Sim, nesse aspecto foram impecáveis! Tendo em conta que se estivéssemos lá não podiam não lhes bater, tiveram uma boa atitude.
E no Heroísmo?
Chegámos ao Heroísmo e fomos para a parte da PSP criminal, a parte da paisana, estava lá o grupo todo… Então, começaram num processo de preenchimento de uns papéis, de um caso que pelos vistos eles estavam a tentar resolver e de onde concluíram que nós não éramos as pessoas que eles estavam à procura. E o curioso é que como aquele caso era entre PSP e PSP interna, eles recusavam-se a assinar aquele papel… Porque houve ali um desentendimento entre paisanas e não-paisanas. Não sabiam quem era quem, entraram em pânico, agarraram as primeiras duas pessoas e siga.
Isto porque, entretanto, os manifestantes carregaram neles e eles fugiram porque, pelo que percebi, eles queriam levar o grupo todo para ser identificado…

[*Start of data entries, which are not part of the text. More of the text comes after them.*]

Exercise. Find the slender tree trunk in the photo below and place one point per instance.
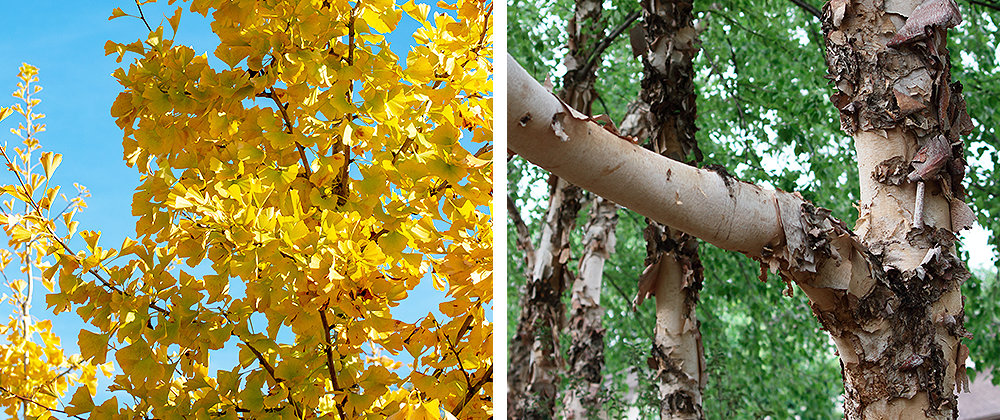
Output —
(672, 260)
(900, 344)
(585, 367)
(582, 396)
(533, 380)
(888, 295)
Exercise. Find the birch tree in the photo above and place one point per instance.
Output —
(887, 294)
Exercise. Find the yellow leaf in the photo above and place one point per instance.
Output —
(81, 403)
(417, 11)
(117, 13)
(175, 20)
(50, 161)
(93, 345)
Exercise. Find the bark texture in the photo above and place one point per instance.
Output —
(584, 396)
(533, 380)
(900, 339)
(672, 256)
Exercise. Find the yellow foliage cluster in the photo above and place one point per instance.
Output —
(326, 177)
(34, 370)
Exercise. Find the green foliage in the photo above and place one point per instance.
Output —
(764, 114)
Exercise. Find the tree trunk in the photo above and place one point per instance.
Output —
(888, 295)
(583, 397)
(533, 380)
(900, 343)
(672, 256)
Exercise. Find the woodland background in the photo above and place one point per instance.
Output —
(763, 114)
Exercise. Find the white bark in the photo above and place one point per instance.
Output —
(739, 217)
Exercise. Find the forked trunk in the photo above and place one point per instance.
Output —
(900, 342)
(533, 379)
(672, 263)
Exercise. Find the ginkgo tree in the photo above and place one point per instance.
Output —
(325, 176)
(35, 371)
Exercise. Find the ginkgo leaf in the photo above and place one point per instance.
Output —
(50, 161)
(117, 13)
(81, 403)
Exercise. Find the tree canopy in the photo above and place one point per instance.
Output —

Sim, até lhes disse que eles deviam era identificar as 400 mil pessoas que estavam lá e revistar tudo, que assim não havia margem para dúvida. Uma coisa importante: quando estávamos na Belavista estava toda a gente a ver o jogo, e os três que ficaram connosco ficaram um bocado chateados porque não estavam a ver o jogo.
Pá, jogo é jogo!
Entretanto deram-nos uns papéis, umas notificações, e disseram para não assinar se não quiséssemos, e aqui é que vem a parte mais imoral nesta historia toda. Porque eles são agentes da Judiciária. Existem procedimentos que devem seguir, mas todo o seu trabalho tem base em princípios verdadeiros. Se eles assumem que nós não eramos o target, eles imoralmente levaram-nos lá para a esquadra e tiraram-nos as impressões digitais de todos os dedos e palmas das mãos! Enquanto esperava que o meu colega fosse identificado que, por sinal, é brasileiro, os gajos lembram-se das peidas das raparigas brasileiras. Não é nenhuma ciência, toda a gente sabe que as brasileirinhas têm rabos fenomenais! O que não achei muito fixe foi estarem a falar dos rabinhos delas depois de uma apreensão policial.
Nem foi assim tão mau então. Fizeste uns amiguitos na polícia, partilharam bons momentos juntos…
É verdade! Depois disso até nos deram boleia num carro à paisana. Foi fixe.
Agora que já passaram uns dias, como é que vês esta experiência toda?
Isto é curioso, até. Eu, como membro da Troika, fui preso. Acho que foi a primeira vez que aconteceu isto no mundo, um membro da Troika ter sido preso e ainda por cima por ter sido agredido. Fez-se justiça no mundo, foi algo divino.